The brain finds it difficult to deal with negatives because they require a two-step process. For example, “Don’t touch the stove” is a negative instruction that requires a two-step process to figure it out. The word ‘don’t’ is supposed to alert your brain that it is expected to do something different from what you just said. But what precisely should you do? The brain could guess at a number of actions, none of them correct. Besides, this takes time.

With a two-step instruction, the brain first creates a picture of touching the stove and then—if it even registers the don’t, understands it, and guesses correctly—the brain must change the mental picture into the one that shows keeping your hands away from the stove. When the subconscious misses the ‘don’t’ altogether, it simply creates a picture of touching the stove. This is crazy-making for children whose brains are nowhere done in terms of language. They often reach out and touch the stove and then are punished for disobeying. Go for the positive one-step style!

I cannot always control what goes on outside. But I can always control what goes on inside. —Wayne Dyer, PhD

Self-talk & Others

Studies have shown that people tend to talk to others in the same self-talk style they use with themselves. No doubt you’ve heard someone berating another—perhaps at home, school, church, clubs, work, when out shopping, while riding the bus, and so on. It is sad because negativity does not promote learning to say nothing of enhancing interpersonal relationships. Moreover, the brain of the person receiving the berating likely does not appreciate being spoken to that way.

Which of the following styles is likely to be more effective in the long term?

1) Don’t yell at the children! Versus: Please speak gently to the children. Their little hearts are fragile.

2) Don’t forget your homework!
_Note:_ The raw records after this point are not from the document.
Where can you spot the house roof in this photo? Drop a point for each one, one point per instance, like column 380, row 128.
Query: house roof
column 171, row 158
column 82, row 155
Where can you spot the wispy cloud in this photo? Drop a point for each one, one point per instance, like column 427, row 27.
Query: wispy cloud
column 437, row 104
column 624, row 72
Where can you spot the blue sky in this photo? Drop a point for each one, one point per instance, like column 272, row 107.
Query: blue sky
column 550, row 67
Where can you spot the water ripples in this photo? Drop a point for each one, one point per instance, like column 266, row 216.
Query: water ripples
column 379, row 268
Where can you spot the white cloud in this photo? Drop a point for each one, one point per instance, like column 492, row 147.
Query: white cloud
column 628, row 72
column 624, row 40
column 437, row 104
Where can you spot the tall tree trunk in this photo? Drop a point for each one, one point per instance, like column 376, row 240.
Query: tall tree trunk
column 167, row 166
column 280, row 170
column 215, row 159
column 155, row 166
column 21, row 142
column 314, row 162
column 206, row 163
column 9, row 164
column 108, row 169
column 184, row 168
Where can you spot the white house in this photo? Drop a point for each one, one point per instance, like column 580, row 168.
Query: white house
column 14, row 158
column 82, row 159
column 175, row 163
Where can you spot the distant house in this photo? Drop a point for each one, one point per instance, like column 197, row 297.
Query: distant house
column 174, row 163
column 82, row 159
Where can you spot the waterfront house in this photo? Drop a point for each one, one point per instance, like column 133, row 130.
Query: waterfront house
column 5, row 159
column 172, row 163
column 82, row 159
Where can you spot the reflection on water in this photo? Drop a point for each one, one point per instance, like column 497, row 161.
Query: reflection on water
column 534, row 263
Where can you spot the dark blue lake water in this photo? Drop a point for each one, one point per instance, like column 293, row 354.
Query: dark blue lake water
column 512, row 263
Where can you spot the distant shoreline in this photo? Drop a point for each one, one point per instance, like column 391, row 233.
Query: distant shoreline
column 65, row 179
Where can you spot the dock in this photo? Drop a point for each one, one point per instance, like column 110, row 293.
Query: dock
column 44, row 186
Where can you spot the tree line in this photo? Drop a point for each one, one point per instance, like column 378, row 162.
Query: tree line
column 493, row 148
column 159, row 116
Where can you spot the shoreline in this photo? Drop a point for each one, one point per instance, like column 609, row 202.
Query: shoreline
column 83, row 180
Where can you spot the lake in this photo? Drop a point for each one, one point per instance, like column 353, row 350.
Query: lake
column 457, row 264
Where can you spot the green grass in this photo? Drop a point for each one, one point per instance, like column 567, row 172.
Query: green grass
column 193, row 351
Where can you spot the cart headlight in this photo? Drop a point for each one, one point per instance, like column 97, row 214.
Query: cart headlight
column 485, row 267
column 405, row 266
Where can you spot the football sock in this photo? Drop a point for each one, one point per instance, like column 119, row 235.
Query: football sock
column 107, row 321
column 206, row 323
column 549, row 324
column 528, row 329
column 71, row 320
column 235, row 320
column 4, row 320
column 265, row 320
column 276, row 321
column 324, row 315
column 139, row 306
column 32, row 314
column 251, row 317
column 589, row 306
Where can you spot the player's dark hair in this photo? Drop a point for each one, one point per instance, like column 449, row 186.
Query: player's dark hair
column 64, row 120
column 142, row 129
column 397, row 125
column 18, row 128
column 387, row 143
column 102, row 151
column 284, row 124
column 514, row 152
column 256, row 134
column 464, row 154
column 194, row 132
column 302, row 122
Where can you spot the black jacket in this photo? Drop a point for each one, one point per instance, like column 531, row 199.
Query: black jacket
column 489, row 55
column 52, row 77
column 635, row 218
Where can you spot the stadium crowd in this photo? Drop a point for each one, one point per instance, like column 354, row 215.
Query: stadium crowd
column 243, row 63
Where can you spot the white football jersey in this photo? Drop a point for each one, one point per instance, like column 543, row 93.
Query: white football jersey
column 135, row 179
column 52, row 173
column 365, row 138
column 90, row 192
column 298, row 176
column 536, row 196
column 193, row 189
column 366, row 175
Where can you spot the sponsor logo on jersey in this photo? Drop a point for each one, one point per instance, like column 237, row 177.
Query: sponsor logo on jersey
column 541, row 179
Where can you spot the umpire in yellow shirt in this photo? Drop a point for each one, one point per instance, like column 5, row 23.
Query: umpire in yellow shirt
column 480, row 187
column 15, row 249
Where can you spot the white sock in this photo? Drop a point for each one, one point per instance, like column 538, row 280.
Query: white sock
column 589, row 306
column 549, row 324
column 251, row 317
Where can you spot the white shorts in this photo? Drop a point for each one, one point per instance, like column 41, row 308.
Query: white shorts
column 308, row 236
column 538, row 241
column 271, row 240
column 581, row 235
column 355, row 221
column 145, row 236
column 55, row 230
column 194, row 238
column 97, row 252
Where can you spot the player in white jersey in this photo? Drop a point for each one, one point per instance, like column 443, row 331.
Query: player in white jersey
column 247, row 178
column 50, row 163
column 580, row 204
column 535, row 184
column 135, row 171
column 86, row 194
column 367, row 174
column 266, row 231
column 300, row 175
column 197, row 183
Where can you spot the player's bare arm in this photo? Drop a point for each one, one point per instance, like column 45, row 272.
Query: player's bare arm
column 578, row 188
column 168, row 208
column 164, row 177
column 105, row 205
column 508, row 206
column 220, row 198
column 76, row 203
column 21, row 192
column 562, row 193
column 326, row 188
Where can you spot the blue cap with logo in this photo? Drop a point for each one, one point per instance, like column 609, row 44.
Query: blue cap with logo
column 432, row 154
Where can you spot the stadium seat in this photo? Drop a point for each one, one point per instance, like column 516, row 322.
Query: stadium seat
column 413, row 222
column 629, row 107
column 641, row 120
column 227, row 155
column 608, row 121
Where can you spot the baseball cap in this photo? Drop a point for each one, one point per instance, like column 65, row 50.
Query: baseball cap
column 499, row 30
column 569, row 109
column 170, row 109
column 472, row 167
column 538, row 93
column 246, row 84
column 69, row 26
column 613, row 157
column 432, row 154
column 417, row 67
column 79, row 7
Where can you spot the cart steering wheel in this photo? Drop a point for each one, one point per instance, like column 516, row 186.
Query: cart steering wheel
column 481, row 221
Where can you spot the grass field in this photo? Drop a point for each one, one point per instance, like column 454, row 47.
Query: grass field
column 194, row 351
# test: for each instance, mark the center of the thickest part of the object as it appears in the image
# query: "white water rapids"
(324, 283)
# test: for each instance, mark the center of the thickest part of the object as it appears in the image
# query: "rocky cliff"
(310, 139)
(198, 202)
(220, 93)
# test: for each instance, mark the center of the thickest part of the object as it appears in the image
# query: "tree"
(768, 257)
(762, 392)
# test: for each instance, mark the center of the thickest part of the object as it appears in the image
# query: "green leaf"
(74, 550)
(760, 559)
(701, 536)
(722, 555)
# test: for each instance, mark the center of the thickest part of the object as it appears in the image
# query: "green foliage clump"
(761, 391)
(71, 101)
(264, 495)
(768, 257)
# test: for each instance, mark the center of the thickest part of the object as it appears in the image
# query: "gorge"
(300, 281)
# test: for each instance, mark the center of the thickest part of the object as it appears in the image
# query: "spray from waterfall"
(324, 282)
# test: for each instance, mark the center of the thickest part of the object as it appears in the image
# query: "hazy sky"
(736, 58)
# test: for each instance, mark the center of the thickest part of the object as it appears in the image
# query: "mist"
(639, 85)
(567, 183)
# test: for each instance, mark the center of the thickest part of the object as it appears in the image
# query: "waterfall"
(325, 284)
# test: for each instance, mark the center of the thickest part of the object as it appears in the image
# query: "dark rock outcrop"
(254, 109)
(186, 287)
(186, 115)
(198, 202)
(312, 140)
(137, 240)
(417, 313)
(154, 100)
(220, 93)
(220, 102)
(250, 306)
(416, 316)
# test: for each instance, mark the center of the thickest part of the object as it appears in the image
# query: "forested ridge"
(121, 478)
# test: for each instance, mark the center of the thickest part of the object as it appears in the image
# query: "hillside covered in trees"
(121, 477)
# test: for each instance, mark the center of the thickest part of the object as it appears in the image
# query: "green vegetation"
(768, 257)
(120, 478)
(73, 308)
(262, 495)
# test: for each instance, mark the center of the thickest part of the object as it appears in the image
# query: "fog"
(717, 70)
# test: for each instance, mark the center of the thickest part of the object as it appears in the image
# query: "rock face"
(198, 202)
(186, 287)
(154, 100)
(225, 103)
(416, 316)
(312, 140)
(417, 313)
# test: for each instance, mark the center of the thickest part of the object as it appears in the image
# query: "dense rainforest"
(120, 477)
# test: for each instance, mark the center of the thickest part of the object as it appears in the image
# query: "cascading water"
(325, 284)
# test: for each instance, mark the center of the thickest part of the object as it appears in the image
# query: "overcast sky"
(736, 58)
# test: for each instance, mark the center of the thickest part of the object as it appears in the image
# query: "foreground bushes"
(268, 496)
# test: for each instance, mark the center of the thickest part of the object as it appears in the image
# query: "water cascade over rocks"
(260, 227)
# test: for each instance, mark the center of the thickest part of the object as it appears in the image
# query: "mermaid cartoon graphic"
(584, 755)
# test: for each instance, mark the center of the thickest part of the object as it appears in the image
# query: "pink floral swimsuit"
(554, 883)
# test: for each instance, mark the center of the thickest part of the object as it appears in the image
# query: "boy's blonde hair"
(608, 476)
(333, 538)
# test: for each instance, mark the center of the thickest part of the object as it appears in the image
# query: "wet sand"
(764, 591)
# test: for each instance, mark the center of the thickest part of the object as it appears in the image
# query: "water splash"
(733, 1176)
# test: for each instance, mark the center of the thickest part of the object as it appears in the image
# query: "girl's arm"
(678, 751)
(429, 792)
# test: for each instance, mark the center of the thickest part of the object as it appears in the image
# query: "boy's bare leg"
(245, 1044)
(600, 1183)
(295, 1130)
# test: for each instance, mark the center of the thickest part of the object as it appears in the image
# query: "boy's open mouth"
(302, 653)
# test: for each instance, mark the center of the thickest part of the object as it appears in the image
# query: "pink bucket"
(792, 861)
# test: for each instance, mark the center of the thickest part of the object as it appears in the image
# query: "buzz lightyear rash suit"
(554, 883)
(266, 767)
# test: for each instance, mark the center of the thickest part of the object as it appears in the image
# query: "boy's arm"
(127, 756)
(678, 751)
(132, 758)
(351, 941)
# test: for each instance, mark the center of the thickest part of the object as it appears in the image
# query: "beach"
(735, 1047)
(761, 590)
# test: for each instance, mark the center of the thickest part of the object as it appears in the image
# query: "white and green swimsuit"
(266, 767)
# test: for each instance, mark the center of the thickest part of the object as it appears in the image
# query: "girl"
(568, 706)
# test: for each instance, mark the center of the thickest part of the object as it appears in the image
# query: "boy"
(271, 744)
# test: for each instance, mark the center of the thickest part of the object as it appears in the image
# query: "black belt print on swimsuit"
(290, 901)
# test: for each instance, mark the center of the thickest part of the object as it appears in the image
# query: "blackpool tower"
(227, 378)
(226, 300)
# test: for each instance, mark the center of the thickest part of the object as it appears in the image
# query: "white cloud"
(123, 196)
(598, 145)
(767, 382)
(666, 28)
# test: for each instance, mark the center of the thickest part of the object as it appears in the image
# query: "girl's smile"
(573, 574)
Versus: Put your homework in your book bag now so you’ll have it when you leave for school in the morning.

3) Don’t hit the dog or kick the cat! Versus: Please speak kindly to the dog and cat. Be gentle with them. Take a moment to pet them. Help them feel loved by this family.

Practice using the recommended positive self-talk style with yourself and others. Mental states are particularly susceptible to affirmation. Affirmation is the mind’s programming language. —Jean Marie Stine

Mindset & Energy

Your brain-body energy is intricately connected with mindset, self-talk, and the internal mental pictures created. Positive self-talk patterns strengthen the immune system and increase energy levels. Negative thoughts and feelings deplete energy. Anxiety and anger are energy eaters. A negative self-talk style can turn into a vicious cycle that drags you down. Pay attention—since all you are is energy! A positive self-talk style brings an extra bonus: studies show that you tend to communicate with others in the way you talk to yourself.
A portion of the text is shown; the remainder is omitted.